Os filhos da senhora eram muito bons para ela. Lhe davam presentes e mais presentes, sapatos de salto alto, bolsas, jóias e até mesmo lingeries. Rosineide tratava a senhora com tanto carinho que tornava-se merecedora de todos os presentes que levava para casa. Quase todos os dias chegava com uma novidade e enchia as moças da vizinhança de inveja. E quando ela saía aos domingos toda arrumada e enfeitada, parecia uma moça fina de tão chic, seus trajes e acessórios estavam sempre nas revistas de moda.

Dona Ernesta via o tempo passar e sonhava com um casamento para a dedicada sobrinha. Assuntando com suas velhas amigas e conhecidas, indagando daqui e dali, descobriu que o Sr. Ferreira, um coronel reformado da Aeronáutica, viúvo, pai de duas filhas, professoras já casadas, apreciava a formosura e o recato da Rosi.

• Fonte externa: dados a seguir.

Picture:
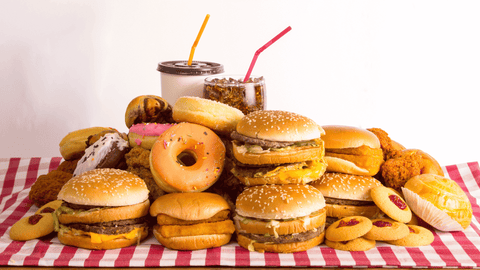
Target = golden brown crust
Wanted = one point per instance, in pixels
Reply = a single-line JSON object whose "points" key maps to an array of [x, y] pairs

Um ano depois Rosi dava a luz ao seu único filho, o Edgar. Era um menino feinho, de cabelos crespos, e o rosto sem expressão, o Ferreira babava o filho como se fosse uma leoa lambendo a cria, e logo, logo, o bebê passou a tomar mamadeira, pois a pobre Rosi não tinha mais leite. Dr. Pedro de Medeiros, famoso obstetra e ginecologista do bairro teve pena da Rosi e receitou-lhe um remédio para secar o leite, pois custava-lhe acreditar que tão formosa moça, agora mulher teria seus peitos estragados para amamentar um bacuri, filho do otário Ferreira.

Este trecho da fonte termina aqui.